Episode #13

Website Monitoring Tools II: APMs, HTTP status aggregated stats

When you want really detailed breakdowns about how different endpoints in your code contribute to poor performance, you need an APM. These can pinpoint which functions and database calls are the slowest, which is critical info when deciding what to prioritize when doing performance optimization. Another great way to take the pulse of a web-app system is to look at the stats for each class of HTTP code (200s/300s/400s/500s). We'll analyze these stats en-masse with awk and friends on the command line. Lastly I introduce a yet higher-level monitoring metric: revenue. Even if all your other monitoring stats look healthy, if revenue suddenly drops to 0, suspect an undiagnosed tech problem.

September 20, 2020

Show Notes

No notes available for this episode.

Screencast.txt

Transcribed by Rugo Obi

Continuing our tour of website monitoring tools from last week, we're gonna dive into the nitty gritty of exploring how an APM can be used to figure out which function paths are slow.

After that we're going to zoom, way, way out and look at financial monitoring.

This is a level of monitoring that's no longer really about software anymore.

And, of course, along the way, in true sysadmin tradition, we will be ripgrepping some logs.

When you want to go deeper and get some insights into the slower requests, you’d use an APM.

I'm using Scout APM at the moment and that's what you're looking at right now.

Let's get some metrics on my web endpoints by going in here.

Here we see a list of different controller methods in my system. I can sort them by 'Time Consumed'. That’s how much of a battering do each of these controller methods give my server, what’s consuming the most CPU and RAM.

Here I have ActiveStorage:: RepresentationsController#show. This is something to do with displaying images and files.

Alternatively, I can sort by "Response Time", ie, how much latency is the end-user experiencing.

The slowest one of all here is PaypalController#finalize, that's the endpoint that gets called after someone has completed a payment on PayPal and comes back to the website.

Let's click into it and see what kind of insights we can get.

So the mean response time is about a second. Now we get a breakdown of what's happening. And if you look here, 38.7% of the time or 408.6 milliseconds is consumed with HTTP. This makes sense actually, because the controller endpoint has to communicate with PayPal in order to double check that the payment actually went through.

By looking at this breakdown, I learned more about what's happening.

The next thing taking up time is AutoInstrument. That's actually something to do with the tools I'm using in order to collect this data. I’ve switched that on at the moment but I could switch that off later. So you can probably ignore that.

The next big thing that's taking up time is User#create. That takes 147 milliseconds. If I click into it, you can see the SQL that's generated. Seems like rather simple SQL, so I am surprised that it takes so long.

There is a bunch of other SQL stuff happening here, like the Order#save. You can see what happens - that's actually relatively involved.

Then there is a background job created. There’s a PaypalTransaction created, and you can see how much time all of this takes and this gives you some ideas for debugging.

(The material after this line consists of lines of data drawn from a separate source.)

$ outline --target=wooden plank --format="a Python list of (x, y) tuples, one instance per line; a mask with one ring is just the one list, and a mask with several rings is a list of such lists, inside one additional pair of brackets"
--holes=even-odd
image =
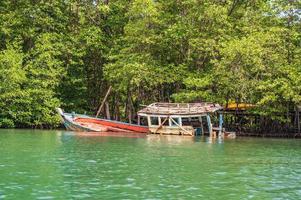
[(102, 110), (102, 108), (103, 108), (105, 102), (107, 101), (107, 98), (108, 98), (108, 96), (109, 96), (111, 90), (112, 90), (112, 86), (109, 87), (109, 89), (108, 89), (108, 91), (107, 91), (107, 93), (106, 93), (106, 96), (105, 96), (104, 99), (102, 100), (101, 105), (100, 105), (100, 107), (98, 108), (98, 111), (97, 111), (95, 117), (98, 117), (98, 116), (99, 116), (99, 114), (100, 114), (100, 112), (101, 112), (101, 110)]

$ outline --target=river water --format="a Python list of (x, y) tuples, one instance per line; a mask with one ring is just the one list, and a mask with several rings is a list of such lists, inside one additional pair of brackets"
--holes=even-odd
[(0, 199), (300, 199), (301, 140), (0, 130)]

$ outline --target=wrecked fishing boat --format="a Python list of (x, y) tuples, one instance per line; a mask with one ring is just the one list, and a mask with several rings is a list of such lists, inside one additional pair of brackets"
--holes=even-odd
[[(223, 107), (213, 103), (153, 103), (138, 111), (138, 123), (130, 124), (75, 113), (58, 112), (64, 126), (71, 131), (86, 132), (138, 132), (161, 135), (224, 136), (223, 117), (213, 127), (210, 115)], [(206, 130), (205, 130), (206, 129)]]

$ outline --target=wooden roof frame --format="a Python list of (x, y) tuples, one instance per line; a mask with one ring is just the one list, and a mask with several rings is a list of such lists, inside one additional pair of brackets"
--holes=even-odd
[(223, 109), (219, 104), (201, 103), (152, 103), (138, 111), (138, 116), (197, 117)]

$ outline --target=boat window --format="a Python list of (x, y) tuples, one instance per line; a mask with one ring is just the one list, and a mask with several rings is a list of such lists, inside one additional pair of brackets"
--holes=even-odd
[(188, 117), (182, 118), (182, 125), (183, 126), (189, 126), (191, 124), (191, 120)]
[[(163, 122), (164, 122), (164, 123), (163, 123)], [(169, 126), (168, 118), (166, 118), (166, 117), (161, 117), (161, 123), (163, 123), (163, 126)]]
[[(171, 126), (178, 126), (177, 124), (180, 124), (180, 120), (179, 118), (172, 118), (173, 120), (171, 120)], [(176, 124), (176, 123), (177, 124)]]
[(150, 117), (151, 125), (159, 125), (159, 118), (158, 117)]
[(140, 125), (147, 126), (147, 117), (140, 117)]

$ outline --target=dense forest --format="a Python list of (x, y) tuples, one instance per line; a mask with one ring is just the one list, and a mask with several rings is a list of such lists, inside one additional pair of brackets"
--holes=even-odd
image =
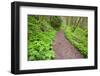
[(28, 15), (28, 60), (55, 59), (52, 44), (58, 31), (88, 57), (88, 18), (79, 16)]

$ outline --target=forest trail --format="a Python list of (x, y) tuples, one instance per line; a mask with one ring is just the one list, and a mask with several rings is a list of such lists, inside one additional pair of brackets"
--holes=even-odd
[(55, 59), (83, 58), (80, 52), (65, 38), (62, 30), (56, 33), (53, 50), (55, 52)]

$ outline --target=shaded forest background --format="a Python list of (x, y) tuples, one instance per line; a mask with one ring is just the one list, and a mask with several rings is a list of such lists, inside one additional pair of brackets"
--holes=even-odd
[(57, 31), (88, 57), (88, 18), (79, 16), (28, 15), (28, 60), (55, 59), (52, 44)]

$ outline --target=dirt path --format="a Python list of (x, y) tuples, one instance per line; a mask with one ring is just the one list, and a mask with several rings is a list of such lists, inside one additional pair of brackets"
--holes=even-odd
[(63, 31), (56, 33), (53, 50), (56, 54), (55, 59), (83, 58), (80, 52), (65, 38)]

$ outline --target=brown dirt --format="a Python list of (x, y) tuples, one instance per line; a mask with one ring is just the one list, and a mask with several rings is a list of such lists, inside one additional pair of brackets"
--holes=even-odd
[(80, 52), (65, 38), (63, 31), (56, 33), (53, 50), (55, 52), (55, 59), (83, 58)]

Assuming this information is correct, then I would probably log into my users table and also the sellers table here. Maybe I'm missing an index, I don't know.

Next thing I like to do is to take note of my aggregate HTTP status codes.

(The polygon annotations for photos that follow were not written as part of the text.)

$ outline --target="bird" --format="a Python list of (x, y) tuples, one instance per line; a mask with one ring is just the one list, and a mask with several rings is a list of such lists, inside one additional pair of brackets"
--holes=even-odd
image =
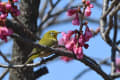
[[(58, 44), (57, 35), (61, 33), (55, 30), (50, 30), (46, 32), (41, 40), (39, 40), (38, 44), (47, 46), (47, 47), (54, 47)], [(29, 63), (30, 61), (33, 61), (37, 57), (47, 57), (51, 55), (51, 52), (48, 52), (47, 50), (43, 50), (41, 48), (33, 48), (32, 52), (28, 55), (28, 59), (25, 62), (25, 64)]]

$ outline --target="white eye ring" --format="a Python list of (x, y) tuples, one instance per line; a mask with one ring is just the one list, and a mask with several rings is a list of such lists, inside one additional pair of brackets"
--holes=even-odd
[(54, 33), (53, 33), (53, 32), (51, 32), (50, 34), (51, 34), (52, 36), (54, 35)]

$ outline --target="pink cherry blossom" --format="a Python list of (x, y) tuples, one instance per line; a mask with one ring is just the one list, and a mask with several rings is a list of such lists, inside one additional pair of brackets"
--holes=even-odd
[(80, 46), (84, 46), (84, 44), (85, 44), (83, 34), (81, 34), (81, 35), (80, 35), (80, 38), (79, 38), (79, 43), (80, 43)]
[(5, 19), (7, 16), (8, 16), (7, 13), (6, 13), (6, 14), (1, 14), (1, 15), (0, 15), (0, 18), (1, 18), (1, 19)]
[(72, 15), (74, 15), (76, 12), (77, 12), (77, 9), (69, 9), (69, 10), (67, 11), (67, 16), (72, 16)]
[(85, 9), (85, 16), (90, 16), (91, 15), (91, 8), (90, 7), (87, 7), (86, 9)]
[(10, 3), (7, 3), (7, 4), (5, 5), (5, 7), (6, 7), (7, 10), (9, 10), (9, 9), (12, 8), (12, 5), (11, 5)]
[(18, 0), (13, 0), (13, 2), (18, 2)]
[(120, 72), (120, 58), (116, 58), (116, 72)]
[(67, 57), (67, 56), (61, 56), (61, 58), (60, 58), (61, 60), (63, 60), (63, 61), (65, 61), (65, 62), (69, 62), (69, 61), (71, 61), (72, 60), (72, 58), (70, 58), (70, 57)]
[(83, 49), (82, 49), (82, 47), (74, 46), (73, 52), (75, 53), (75, 55), (76, 55), (76, 57), (78, 59), (82, 59), (83, 58)]
[(10, 36), (13, 33), (11, 29), (7, 27), (0, 27), (0, 38), (7, 42), (7, 36)]
[(92, 32), (88, 27), (86, 27), (85, 34), (84, 34), (84, 39), (85, 41), (89, 41), (89, 39), (93, 36)]
[(73, 25), (80, 25), (78, 14), (76, 14), (75, 19), (72, 20)]
[(71, 40), (65, 44), (65, 48), (72, 51), (74, 44), (75, 44), (74, 40)]

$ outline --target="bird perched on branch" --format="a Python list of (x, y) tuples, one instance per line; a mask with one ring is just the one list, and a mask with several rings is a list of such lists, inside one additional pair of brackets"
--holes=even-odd
[[(44, 34), (44, 36), (41, 38), (41, 40), (39, 41), (38, 44), (48, 46), (48, 47), (53, 47), (53, 46), (57, 45), (57, 43), (58, 43), (58, 41), (57, 41), (58, 33), (60, 33), (60, 32), (57, 32), (57, 31), (54, 31), (54, 30), (46, 32)], [(47, 57), (50, 54), (52, 54), (52, 53), (48, 52), (45, 49), (43, 50), (41, 48), (33, 48), (30, 55), (28, 55), (28, 60), (25, 62), (25, 64), (29, 63), (30, 61), (34, 60), (37, 57)]]

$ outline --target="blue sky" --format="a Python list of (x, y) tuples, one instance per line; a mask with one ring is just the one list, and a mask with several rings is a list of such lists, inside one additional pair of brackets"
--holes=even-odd
[[(61, 0), (62, 1), (62, 0)], [(102, 3), (102, 0), (98, 0), (99, 3)], [(67, 3), (68, 1), (62, 1), (59, 6)], [(81, 0), (76, 0), (74, 4), (80, 3)], [(73, 5), (74, 5), (73, 4)], [(92, 9), (92, 15), (91, 19), (100, 19), (100, 15), (102, 13), (102, 9), (94, 6)], [(64, 17), (66, 17), (66, 14), (63, 14)], [(88, 23), (90, 28), (93, 28), (94, 30), (99, 27), (99, 24), (96, 23)], [(48, 30), (57, 30), (57, 31), (64, 31), (67, 32), (68, 30), (74, 30), (77, 29), (78, 26), (72, 25), (72, 23), (65, 23), (60, 25), (53, 25), (47, 29), (45, 29), (42, 33), (42, 35), (47, 32)], [(60, 38), (61, 35), (59, 35), (58, 38)], [(101, 39), (100, 34), (93, 37), (89, 42), (89, 48), (87, 50), (84, 50), (84, 53), (90, 57), (96, 57), (96, 58), (107, 58), (110, 56), (111, 48)], [(12, 44), (13, 42), (10, 41), (9, 43), (6, 43), (5, 45), (0, 46), (0, 50), (4, 53), (12, 53)], [(1, 63), (4, 63), (4, 61), (0, 58)], [(39, 60), (39, 59), (38, 59)], [(54, 61), (51, 61), (43, 66), (47, 66), (49, 69), (49, 73), (38, 78), (37, 80), (72, 80), (77, 74), (79, 74), (82, 70), (88, 68), (83, 63), (73, 60), (71, 62), (64, 62), (59, 59), (56, 59)], [(102, 66), (102, 69), (109, 74), (110, 67)], [(3, 72), (3, 68), (0, 68), (0, 73)], [(3, 79), (8, 80), (8, 75)], [(94, 71), (89, 71), (82, 77), (80, 77), (78, 80), (103, 80), (101, 76), (96, 74)]]

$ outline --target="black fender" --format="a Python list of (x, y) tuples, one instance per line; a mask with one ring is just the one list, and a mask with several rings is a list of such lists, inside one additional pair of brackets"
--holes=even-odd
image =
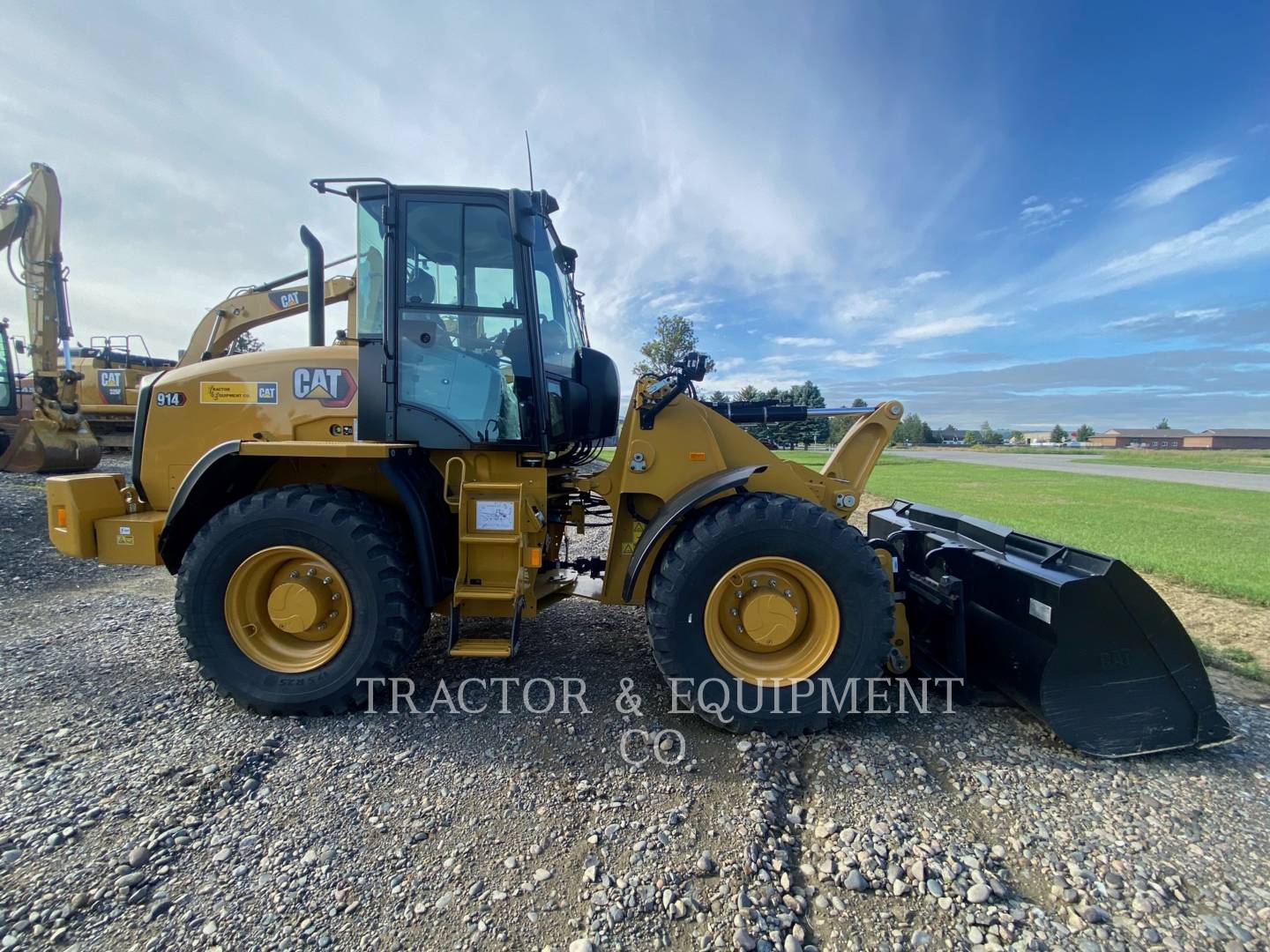
[(173, 575), (212, 513), (251, 493), (273, 462), (262, 456), (240, 457), (240, 446), (237, 439), (217, 443), (198, 458), (180, 481), (159, 537), (159, 556)]
[(733, 489), (740, 490), (749, 481), (751, 476), (766, 468), (766, 465), (759, 465), (720, 470), (719, 472), (704, 476), (696, 482), (690, 482), (671, 496), (665, 505), (653, 517), (653, 522), (644, 529), (644, 534), (639, 537), (631, 562), (626, 566), (626, 578), (622, 581), (622, 602), (631, 600), (631, 593), (635, 592), (635, 580), (639, 579), (639, 574), (644, 570), (648, 557), (657, 548), (658, 542), (665, 538), (685, 515), (711, 496)]
[(448, 508), (442, 510), (437, 471), (422, 465), (422, 456), (410, 451), (395, 453), (380, 462), (380, 471), (405, 506), (419, 566), (419, 600), (433, 608), (455, 590), (456, 566), (451, 564), (455, 560), (447, 557), (443, 542), (457, 538), (458, 533), (447, 524), (452, 519)]
[[(213, 513), (250, 495), (260, 485), (278, 457), (241, 456), (241, 442), (220, 443), (199, 457), (185, 473), (173, 499), (159, 538), (159, 555), (173, 575), (180, 569), (185, 550)], [(429, 485), (423, 454), (395, 449), (380, 461), (380, 471), (396, 491), (410, 523), (410, 542), (419, 566), (419, 597), (429, 608), (453, 590), (452, 559), (441, 542), (455, 537), (447, 532), (446, 513), (438, 505), (439, 477)], [(434, 472), (434, 471), (433, 471)]]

So I’m back on my system metrics page here, and if I scroll down to "Throughput", then for any moment in time I can see the relative number of each kind of HTTP status code.

Ideally I want to have, no 500s and all 200s. Some 400 will be inevitable because they’re client errors.

Anyway, if I look at this last timestamp here, I have 1.4K 200s, then I have 1.7k 300s. That seems a bit obscene, why should I have more redirects than successes? We're going to investigate that in a second.

110 400s, and a single 500.

Okay, so I don't want to do any kind of power analysis of my log files within the LogEntries website. So I've downloaded it off screen, and we're going to use the Unix toolkit to analyze it.

Let's start off by taking a look at the size of this file by using du -h (human). So 404 megabytes, not too crazy.

Next let's find the number of lines within this: how many events are there? And... God, I don't even know how many that is so... That looks like 1.3 million.

You notice that wc (word count) printed out the number of lines, and also the file name. For reasons that you'll see later, I only want the number, I don't want the filename.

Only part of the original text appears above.